There are also products like whitening gels, strips and polish which are used to remove stains from the surface of your teeth.

It is important to note that these are not as effective as in office methods. If these in-home products don’t work, it probably means that the stains on your teeth are too deep.

If that is the case, you should have your dentist perform some the following teeth whitening procedures

Laser teeth whitening

This is the most recent form of tooth whitening and is quickly becoming more popular. This procedure is generally done by a special dentist called a “cosmetic dentist.” How it works is that a certain whitening gel is used and lasers will activate the bleaching elements within the gel.

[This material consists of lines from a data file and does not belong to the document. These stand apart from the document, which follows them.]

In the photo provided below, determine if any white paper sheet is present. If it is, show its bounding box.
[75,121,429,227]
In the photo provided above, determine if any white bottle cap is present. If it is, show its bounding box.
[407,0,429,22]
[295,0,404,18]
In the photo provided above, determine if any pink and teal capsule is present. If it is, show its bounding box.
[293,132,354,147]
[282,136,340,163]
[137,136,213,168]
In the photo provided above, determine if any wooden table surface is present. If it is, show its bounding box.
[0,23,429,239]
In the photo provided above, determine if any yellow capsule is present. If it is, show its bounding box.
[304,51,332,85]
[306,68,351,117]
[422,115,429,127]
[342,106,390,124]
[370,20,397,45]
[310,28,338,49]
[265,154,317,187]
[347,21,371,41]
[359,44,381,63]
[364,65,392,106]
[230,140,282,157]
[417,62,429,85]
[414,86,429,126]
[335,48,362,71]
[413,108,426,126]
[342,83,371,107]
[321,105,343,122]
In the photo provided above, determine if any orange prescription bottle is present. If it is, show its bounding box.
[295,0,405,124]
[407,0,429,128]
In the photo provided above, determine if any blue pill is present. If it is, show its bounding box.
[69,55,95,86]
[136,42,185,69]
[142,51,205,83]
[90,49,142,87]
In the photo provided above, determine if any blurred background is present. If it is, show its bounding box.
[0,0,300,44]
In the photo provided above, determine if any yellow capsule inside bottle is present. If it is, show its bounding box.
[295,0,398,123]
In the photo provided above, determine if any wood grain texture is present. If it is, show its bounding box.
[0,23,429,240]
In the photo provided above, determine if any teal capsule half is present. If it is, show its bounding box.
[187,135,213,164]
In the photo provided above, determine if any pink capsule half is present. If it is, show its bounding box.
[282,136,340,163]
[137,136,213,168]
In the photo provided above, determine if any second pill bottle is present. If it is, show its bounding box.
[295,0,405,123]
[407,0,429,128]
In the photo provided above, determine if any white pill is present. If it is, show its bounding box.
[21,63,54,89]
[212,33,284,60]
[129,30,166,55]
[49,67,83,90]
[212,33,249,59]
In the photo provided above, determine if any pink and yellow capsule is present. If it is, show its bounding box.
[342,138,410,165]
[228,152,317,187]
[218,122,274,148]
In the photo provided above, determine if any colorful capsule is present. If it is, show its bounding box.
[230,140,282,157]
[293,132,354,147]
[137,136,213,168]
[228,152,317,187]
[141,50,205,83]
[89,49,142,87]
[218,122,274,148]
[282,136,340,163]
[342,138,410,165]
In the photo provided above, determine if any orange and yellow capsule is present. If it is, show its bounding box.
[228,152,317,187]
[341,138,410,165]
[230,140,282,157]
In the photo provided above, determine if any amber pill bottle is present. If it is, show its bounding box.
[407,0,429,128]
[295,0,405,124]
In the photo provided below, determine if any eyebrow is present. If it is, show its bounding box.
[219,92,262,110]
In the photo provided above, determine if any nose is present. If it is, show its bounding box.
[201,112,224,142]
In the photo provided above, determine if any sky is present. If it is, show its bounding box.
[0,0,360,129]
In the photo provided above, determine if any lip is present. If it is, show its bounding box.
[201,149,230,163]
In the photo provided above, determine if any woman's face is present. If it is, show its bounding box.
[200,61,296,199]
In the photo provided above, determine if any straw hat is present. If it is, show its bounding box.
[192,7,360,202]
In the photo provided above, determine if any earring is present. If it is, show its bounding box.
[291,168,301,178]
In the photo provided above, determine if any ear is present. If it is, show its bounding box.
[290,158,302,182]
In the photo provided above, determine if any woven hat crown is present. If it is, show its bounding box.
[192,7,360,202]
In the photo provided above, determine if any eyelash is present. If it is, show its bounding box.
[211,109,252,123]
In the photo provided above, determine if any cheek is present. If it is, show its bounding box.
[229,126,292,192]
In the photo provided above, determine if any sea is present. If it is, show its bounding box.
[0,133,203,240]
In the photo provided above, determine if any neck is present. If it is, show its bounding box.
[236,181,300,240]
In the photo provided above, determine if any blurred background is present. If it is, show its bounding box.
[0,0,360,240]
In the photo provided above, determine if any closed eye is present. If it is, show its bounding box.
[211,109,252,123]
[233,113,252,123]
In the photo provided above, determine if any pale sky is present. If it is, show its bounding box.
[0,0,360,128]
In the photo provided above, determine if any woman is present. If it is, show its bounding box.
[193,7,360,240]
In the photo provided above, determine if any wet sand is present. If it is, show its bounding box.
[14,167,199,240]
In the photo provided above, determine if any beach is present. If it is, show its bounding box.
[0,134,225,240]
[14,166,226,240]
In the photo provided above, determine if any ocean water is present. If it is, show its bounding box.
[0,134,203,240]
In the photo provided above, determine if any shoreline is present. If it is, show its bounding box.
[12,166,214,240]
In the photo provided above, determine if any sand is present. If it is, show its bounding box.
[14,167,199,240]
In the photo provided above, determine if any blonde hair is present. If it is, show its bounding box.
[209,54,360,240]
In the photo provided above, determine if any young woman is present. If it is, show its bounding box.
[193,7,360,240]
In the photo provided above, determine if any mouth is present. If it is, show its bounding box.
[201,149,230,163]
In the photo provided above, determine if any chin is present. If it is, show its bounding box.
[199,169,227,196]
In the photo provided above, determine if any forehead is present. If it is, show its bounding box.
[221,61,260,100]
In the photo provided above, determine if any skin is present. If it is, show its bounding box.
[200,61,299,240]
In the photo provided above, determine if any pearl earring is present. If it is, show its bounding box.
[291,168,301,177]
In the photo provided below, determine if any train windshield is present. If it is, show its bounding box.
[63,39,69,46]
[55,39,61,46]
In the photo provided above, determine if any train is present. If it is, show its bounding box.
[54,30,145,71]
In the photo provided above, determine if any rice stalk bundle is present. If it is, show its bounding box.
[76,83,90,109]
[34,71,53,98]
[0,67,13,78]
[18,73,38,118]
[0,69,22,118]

The only known side effect to this procedure is that it can make the patient’s teeth more sensitive to cold and hot. The laser method is the most expensive tooth whitening procedure, however, it is also considered the most effective and quickest for removing the deepest stains.

Bleaching your teeth

Standard bleaching is the most common in-office procedure used for tooth whitening. This can be done by your regular dentist. In this method, a bleaching agent is used and the bleaching elements within are activated by the use of heat. This is less expensive than the laser procedure but does not always work as well on heavy stains.

In office procedures will always be more expensive than purchasing home whitening products, but they are definitely quicker and more effective. If you don’t want to have these procedures done, you can also ask your dentist for a special teeth whitening kit which they will often have in the office.

These kits are less expensive than the in-office procedures and but are more effective than the products you can purchase in the stores.

It similar to the notion of prescription drugs vs. over the counter medicine.

Always consult with a dentist or dental professional before considering a teeth whitening product or procedure!